After all the values in the i-h sums array have been calculated, the input-to-hidden activation function is applied to those sums to produce the input-to-hidden output values. There are many possible activation functions. The simplest activation function is called the step function, which simply returns 1.0 for any input value greater than zero and returns 0.0 for any input value less than or equal to zero. Another common activation function, and the one used in this article, is the sigmoid function, which is defined as f(x) = 1.0 / (1.0 * Exp(-x)). The graph of the sigmoid function is shown in Figure 4.
Figure 4 The Sigmoid Function
After all the input-to-hidden output neuron values have been computed, those values serve as the inputs for the hidden-to-output layer neuron computations. These computations work in the same way as the input-to-hidden computations: preliminary weighted sums are calculated, biases are added and then an activation function is applied. In this example I use the hyperbolic tangent function, abbreviated as tanh, for the hidden-to-output activation function. The tanh function is closely related to the sigmoid function. The graph of the tanh function has an S-shaped curve similar to the sigmoid function, but tanh returns a value in the range (-1,1) instead of in the range (0,1).

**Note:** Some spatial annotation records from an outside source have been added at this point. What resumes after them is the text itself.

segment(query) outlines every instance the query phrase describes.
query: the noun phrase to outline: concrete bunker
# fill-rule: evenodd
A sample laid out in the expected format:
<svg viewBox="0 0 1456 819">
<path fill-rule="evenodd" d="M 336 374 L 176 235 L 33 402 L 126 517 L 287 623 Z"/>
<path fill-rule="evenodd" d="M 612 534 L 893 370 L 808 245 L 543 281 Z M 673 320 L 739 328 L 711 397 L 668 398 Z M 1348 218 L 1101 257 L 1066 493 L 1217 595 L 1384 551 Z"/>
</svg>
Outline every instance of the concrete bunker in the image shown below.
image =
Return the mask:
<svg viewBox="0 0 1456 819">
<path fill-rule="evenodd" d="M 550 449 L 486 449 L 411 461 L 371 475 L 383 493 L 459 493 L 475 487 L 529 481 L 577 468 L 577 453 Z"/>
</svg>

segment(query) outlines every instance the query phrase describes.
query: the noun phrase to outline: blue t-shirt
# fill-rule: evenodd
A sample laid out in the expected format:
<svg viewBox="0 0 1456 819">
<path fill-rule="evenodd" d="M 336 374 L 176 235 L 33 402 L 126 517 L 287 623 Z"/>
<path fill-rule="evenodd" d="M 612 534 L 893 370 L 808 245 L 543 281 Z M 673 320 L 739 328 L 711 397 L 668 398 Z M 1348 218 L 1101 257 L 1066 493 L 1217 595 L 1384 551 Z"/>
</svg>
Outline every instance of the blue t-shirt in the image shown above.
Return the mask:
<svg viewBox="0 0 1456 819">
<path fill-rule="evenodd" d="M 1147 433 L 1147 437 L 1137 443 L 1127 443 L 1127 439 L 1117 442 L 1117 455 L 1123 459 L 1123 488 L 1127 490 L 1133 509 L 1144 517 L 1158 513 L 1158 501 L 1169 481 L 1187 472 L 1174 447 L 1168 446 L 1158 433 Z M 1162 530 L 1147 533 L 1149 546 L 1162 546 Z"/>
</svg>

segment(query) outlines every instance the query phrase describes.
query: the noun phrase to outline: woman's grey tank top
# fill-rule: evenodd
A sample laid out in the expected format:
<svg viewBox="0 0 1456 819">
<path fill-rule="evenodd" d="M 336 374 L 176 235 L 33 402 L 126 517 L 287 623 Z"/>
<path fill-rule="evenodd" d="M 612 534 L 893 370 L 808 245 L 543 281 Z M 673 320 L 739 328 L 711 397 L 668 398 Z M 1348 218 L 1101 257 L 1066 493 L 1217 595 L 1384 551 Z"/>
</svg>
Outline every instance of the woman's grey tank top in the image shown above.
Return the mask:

Combining Weights and Biases
All of the neural network implementations I’ve seen on the Internet don’t maintain separate weight and bias arrays, but instead combine weights and biases into the weights matrix. How is this possible? Recall that the computation of the value of input-to-hidden neuron [3] resembled (i0 * w03) + (i1 * w13) + (i2 * w23) + b3, where i0 is input value [0], w03 is the weight for input [0] and neuron [3], and b3 is the bias value for hidden neuron [3]. If you create an additional, fake input [4] that has a dummy value of 1.0, and an additional row of weights that hold the bias values, then the previously described computation becomes: (i0 * w03) + (i1 * w13) + (i2 * w23) + (i3 * w33), where i3 is the dummy 1.0 input value and w33 is the bias. The argument is that this approach simplifies the neural network model. I disagree. In my opinion, combining weights and biases makes a neural network model more difficult to understand and more error-prone to implement. However, apparently I’m the only author who seems to have this opinion, so you should make your own design decision.Implementation
I implemented the neural network shown in Figures 1, 2 and 3 using Visual Studio 2010. I created a C# console application named NeuralNetworks. In the Solution Explorer window I right-clicked on file Program.cs and renamed it to NeuralNetworksProgram.cs, which also changed the template-generated class name to NeuralNetworksProgram. The overall program structure, with most WriteLine statements removed, is shown in Figure 5.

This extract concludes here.